The Justification of the Basic Laws of Logic

Take a correct sequent of formal logic, perhaps a simple logical truth, like the law of excluded middle, or something with premises, like disjunctive syllogism, but basically a claim of the form φ.1 Such a sequent attributes the properties of logical truth or logical consequence to a schematic sentence or argument.
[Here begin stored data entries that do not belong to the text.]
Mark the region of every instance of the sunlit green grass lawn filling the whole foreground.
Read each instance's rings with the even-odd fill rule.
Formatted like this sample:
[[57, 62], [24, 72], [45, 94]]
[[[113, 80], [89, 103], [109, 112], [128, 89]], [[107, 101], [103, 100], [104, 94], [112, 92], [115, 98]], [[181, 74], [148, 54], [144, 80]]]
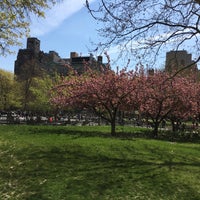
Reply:
[[199, 200], [200, 144], [1, 125], [0, 199]]

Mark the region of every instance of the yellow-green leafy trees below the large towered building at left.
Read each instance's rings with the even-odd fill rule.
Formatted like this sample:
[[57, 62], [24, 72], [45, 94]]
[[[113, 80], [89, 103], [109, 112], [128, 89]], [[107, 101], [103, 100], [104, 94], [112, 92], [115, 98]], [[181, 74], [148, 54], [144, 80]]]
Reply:
[[27, 76], [18, 79], [12, 72], [0, 69], [0, 110], [31, 111], [46, 113], [52, 110], [49, 104], [50, 88], [55, 79], [42, 76]]

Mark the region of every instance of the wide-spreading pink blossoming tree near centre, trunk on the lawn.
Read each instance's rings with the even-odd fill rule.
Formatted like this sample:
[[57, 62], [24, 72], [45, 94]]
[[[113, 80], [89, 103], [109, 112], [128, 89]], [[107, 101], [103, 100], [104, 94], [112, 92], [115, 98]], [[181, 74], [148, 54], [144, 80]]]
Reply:
[[90, 109], [108, 121], [111, 135], [116, 135], [118, 112], [134, 107], [136, 80], [135, 74], [126, 70], [74, 75], [54, 87], [51, 103], [61, 108]]

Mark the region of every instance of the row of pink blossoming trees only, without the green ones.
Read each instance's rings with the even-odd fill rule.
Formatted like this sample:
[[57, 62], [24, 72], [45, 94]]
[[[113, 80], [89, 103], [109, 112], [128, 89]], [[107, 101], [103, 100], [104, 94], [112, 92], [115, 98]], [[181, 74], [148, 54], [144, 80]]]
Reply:
[[153, 134], [159, 125], [168, 120], [173, 130], [175, 124], [188, 119], [199, 120], [200, 82], [192, 74], [183, 76], [155, 70], [146, 73], [143, 67], [136, 70], [101, 73], [92, 70], [82, 75], [76, 73], [55, 85], [51, 103], [59, 109], [88, 109], [111, 124], [111, 134], [116, 135], [116, 119], [120, 112], [138, 112], [153, 124]]

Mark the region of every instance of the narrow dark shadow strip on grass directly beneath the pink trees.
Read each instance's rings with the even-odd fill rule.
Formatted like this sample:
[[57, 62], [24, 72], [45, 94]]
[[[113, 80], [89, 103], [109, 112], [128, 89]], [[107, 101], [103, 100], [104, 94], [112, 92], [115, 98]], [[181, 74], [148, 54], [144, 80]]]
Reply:
[[[141, 129], [132, 131], [125, 131], [123, 127], [117, 128], [116, 136], [111, 136], [110, 128], [107, 127], [105, 130], [101, 130], [101, 127], [61, 127], [61, 126], [26, 126], [25, 131], [28, 134], [65, 134], [71, 135], [75, 138], [79, 137], [106, 137], [106, 138], [118, 138], [118, 139], [134, 139], [134, 138], [146, 138], [156, 139], [172, 142], [200, 142], [199, 133], [185, 133], [185, 132], [171, 132], [171, 131], [160, 131], [158, 136], [155, 138], [152, 134], [152, 130]], [[23, 134], [24, 134], [23, 132]]]

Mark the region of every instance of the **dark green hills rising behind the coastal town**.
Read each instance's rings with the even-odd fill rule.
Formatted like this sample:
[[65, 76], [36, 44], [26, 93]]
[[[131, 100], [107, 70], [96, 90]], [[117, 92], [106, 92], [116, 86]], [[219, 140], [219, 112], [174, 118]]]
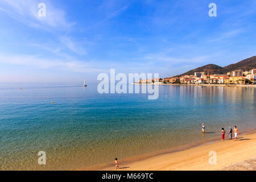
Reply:
[[254, 68], [256, 68], [256, 56], [242, 60], [236, 64], [230, 64], [226, 67], [220, 67], [216, 64], [207, 64], [207, 65], [204, 65], [203, 67], [192, 69], [191, 71], [185, 72], [175, 77], [181, 77], [184, 75], [194, 75], [195, 72], [205, 72], [206, 69], [220, 69], [220, 71], [210, 71], [209, 74], [213, 74], [213, 73], [226, 74], [227, 72], [231, 72], [237, 69], [242, 69], [242, 71], [249, 71], [250, 69], [254, 69]]

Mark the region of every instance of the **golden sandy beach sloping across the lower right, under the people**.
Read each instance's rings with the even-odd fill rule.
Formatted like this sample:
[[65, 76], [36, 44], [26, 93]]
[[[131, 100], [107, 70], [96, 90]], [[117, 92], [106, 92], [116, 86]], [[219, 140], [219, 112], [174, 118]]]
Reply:
[[[228, 137], [226, 134], [225, 137]], [[209, 164], [209, 152], [217, 154], [217, 164]], [[119, 160], [119, 170], [242, 170], [255, 169], [256, 157], [256, 133], [245, 134], [234, 139], [209, 144], [203, 144], [188, 150], [172, 152], [170, 154], [158, 155], [149, 159], [122, 165]], [[253, 167], [246, 168], [247, 164]], [[247, 165], [248, 166], [248, 165]], [[113, 167], [101, 170], [115, 170]]]

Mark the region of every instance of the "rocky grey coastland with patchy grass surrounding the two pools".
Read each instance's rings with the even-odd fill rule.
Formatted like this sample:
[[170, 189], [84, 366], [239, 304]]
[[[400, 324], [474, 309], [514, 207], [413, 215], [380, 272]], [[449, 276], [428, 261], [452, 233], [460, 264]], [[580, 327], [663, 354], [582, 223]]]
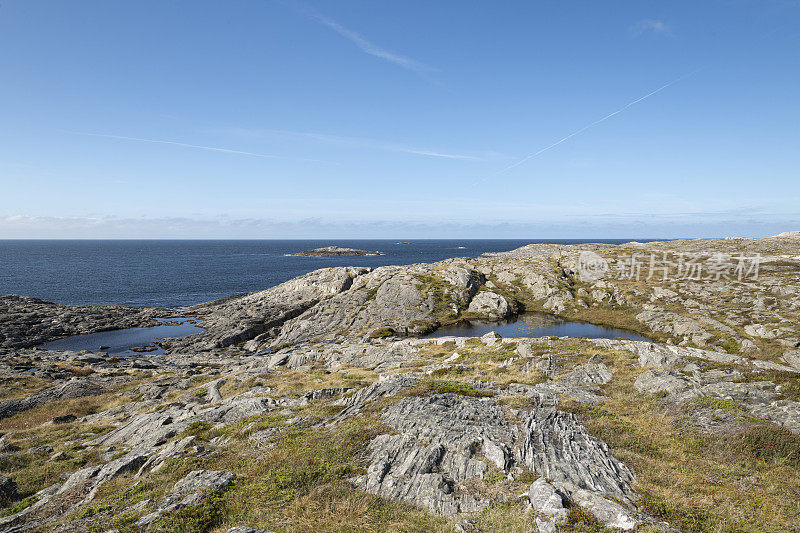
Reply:
[[[627, 268], [667, 254], [732, 263]], [[653, 342], [424, 338], [522, 311]], [[0, 531], [800, 523], [796, 234], [325, 268], [191, 314], [163, 354], [109, 357], [36, 346], [170, 315], [0, 297]]]

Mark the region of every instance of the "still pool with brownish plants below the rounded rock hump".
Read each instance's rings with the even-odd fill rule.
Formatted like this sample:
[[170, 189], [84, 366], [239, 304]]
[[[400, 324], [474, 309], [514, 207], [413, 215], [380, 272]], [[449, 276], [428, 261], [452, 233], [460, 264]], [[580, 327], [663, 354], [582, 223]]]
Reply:
[[574, 322], [538, 313], [526, 313], [503, 322], [477, 322], [434, 331], [427, 337], [480, 337], [496, 331], [502, 337], [587, 337], [589, 339], [629, 339], [649, 341], [636, 333], [586, 322]]

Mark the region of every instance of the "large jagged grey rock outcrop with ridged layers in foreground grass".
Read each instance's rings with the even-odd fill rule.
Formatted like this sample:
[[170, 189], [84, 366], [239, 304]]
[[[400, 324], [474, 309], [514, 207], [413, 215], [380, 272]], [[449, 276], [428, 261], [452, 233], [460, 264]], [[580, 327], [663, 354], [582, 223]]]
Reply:
[[[542, 405], [516, 416], [523, 418], [521, 425], [510, 422], [493, 398], [403, 398], [382, 417], [395, 433], [370, 442], [367, 474], [354, 483], [445, 516], [489, 505], [470, 489], [470, 480], [483, 478], [490, 467], [506, 473], [530, 469], [554, 480], [565, 498], [579, 490], [619, 501], [636, 497], [630, 470], [573, 415]], [[542, 506], [552, 496], [533, 493]]]

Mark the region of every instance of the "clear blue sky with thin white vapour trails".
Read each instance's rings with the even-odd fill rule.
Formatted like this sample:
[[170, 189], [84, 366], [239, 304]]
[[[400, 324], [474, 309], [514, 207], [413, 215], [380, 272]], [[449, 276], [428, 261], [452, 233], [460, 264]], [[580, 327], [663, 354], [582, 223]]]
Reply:
[[0, 238], [800, 229], [798, 2], [3, 0], [0, 72]]

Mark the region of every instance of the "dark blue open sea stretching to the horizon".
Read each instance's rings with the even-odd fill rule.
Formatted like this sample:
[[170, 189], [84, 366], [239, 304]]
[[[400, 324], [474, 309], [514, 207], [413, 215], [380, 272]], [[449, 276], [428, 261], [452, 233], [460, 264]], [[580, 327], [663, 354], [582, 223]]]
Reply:
[[[0, 294], [64, 304], [183, 307], [266, 289], [332, 266], [405, 265], [477, 257], [534, 242], [624, 240], [0, 240]], [[363, 257], [299, 257], [321, 246], [376, 250]]]

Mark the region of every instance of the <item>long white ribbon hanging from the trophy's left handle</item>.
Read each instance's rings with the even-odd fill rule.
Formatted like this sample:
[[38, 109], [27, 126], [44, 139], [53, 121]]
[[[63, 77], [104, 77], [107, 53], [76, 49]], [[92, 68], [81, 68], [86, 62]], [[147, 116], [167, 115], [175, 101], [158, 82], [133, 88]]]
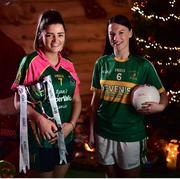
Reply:
[[20, 96], [20, 146], [19, 146], [19, 172], [26, 173], [29, 164], [29, 143], [28, 143], [28, 124], [27, 124], [27, 94], [25, 86], [18, 86]]

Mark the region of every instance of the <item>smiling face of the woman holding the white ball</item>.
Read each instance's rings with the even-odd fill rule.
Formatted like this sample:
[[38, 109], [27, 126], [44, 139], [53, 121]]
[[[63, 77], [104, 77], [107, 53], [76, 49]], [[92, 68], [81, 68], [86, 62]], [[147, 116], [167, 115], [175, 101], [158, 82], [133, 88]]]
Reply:
[[129, 30], [126, 26], [112, 23], [108, 26], [108, 36], [114, 51], [129, 51], [129, 39], [132, 37], [132, 30]]

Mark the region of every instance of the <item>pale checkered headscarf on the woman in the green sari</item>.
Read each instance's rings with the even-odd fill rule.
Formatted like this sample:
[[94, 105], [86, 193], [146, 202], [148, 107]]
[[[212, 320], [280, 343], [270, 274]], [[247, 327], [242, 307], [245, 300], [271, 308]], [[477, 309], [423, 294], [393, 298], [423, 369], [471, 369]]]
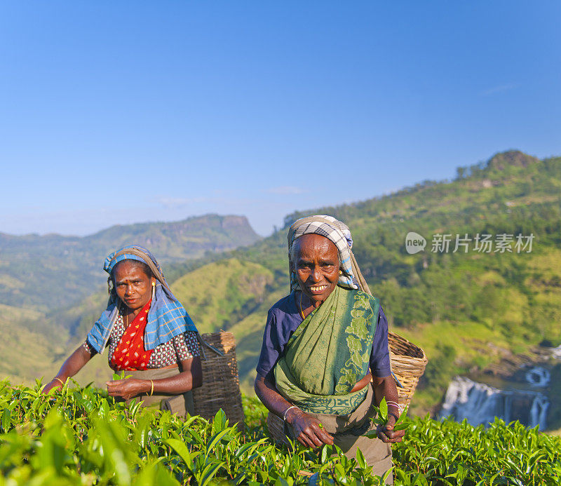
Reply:
[[351, 289], [360, 288], [370, 293], [370, 289], [362, 274], [360, 274], [356, 259], [351, 250], [353, 247], [351, 230], [343, 222], [327, 215], [303, 217], [292, 223], [290, 229], [288, 229], [288, 271], [290, 273], [291, 290], [299, 289], [299, 283], [292, 265], [292, 245], [297, 238], [305, 234], [325, 236], [337, 247], [337, 252], [339, 252], [339, 269], [342, 271], [342, 274], [339, 276], [339, 285]]

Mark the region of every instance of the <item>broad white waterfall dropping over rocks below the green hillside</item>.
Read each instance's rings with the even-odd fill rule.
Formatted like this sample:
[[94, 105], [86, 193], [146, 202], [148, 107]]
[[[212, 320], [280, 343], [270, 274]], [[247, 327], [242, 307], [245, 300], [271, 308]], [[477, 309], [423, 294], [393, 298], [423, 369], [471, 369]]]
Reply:
[[466, 377], [455, 377], [446, 391], [440, 417], [452, 415], [455, 420], [477, 426], [494, 421], [518, 420], [526, 426], [546, 427], [548, 398], [536, 391], [501, 390]]

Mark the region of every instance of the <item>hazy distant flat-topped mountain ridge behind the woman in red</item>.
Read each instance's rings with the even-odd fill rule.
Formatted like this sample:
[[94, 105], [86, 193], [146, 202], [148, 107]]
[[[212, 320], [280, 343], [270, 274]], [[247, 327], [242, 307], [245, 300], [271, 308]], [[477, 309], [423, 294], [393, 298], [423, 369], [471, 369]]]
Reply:
[[118, 225], [81, 238], [0, 233], [0, 303], [48, 311], [78, 302], [104, 283], [104, 258], [123, 245], [143, 245], [170, 264], [258, 240], [245, 217], [219, 215]]

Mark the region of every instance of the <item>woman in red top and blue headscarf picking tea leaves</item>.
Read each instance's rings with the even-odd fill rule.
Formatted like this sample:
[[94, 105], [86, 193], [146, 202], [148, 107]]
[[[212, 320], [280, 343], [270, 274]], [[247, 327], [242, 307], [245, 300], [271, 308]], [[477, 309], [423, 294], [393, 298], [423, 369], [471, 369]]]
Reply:
[[109, 366], [131, 375], [107, 382], [109, 396], [140, 397], [144, 406], [192, 414], [190, 391], [202, 384], [198, 332], [158, 262], [133, 245], [109, 255], [104, 270], [109, 274], [107, 309], [43, 391], [60, 388], [109, 346]]

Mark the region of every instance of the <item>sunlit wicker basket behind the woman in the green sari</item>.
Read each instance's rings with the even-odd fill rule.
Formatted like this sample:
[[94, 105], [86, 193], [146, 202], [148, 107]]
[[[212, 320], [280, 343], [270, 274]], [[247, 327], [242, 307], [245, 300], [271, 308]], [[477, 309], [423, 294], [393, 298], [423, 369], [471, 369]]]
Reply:
[[405, 337], [388, 332], [391, 371], [396, 378], [399, 402], [409, 405], [428, 360], [424, 351]]

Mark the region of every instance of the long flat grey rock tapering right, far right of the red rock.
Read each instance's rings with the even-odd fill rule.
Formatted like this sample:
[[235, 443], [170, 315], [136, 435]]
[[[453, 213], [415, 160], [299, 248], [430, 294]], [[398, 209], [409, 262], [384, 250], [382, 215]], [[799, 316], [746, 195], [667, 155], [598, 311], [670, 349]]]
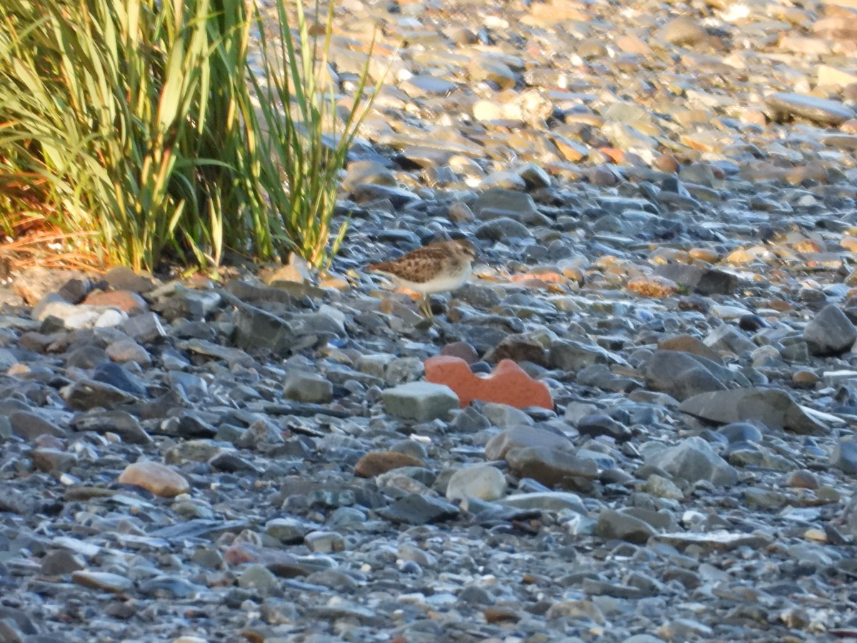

This paper aims to answer the question of how beliefs in such attributions are justified, on both its descriptive and normative interpretations; I aim to say when we generally take ourselves to be justified in forming such beliefs, and to make it plausible that beliefs formed this way really are justified. We can ask such questions about many domains (e.g. unobserved matters of fact Hume [9]) but there are special difficulties for answering them in logic. Some of the difficulties stem from the fact that logic is thought to be necessary and a priori; it is difficult to account for both a priori justification, and justification for thinking that something couldn’t have been otherwise. Moreover, it is often thought that logic is epistemically basic; we normally think that it is permissible to presuppose logic in the justification of our beliefs in other domains—engineering and arithmetic, for example, and even in justifying everyday common sense beliefs— yet we are not supposed to presuppose claims from these other domains when justifying our beliefs about logic. Logical beliefs come first, epistemologically speaking.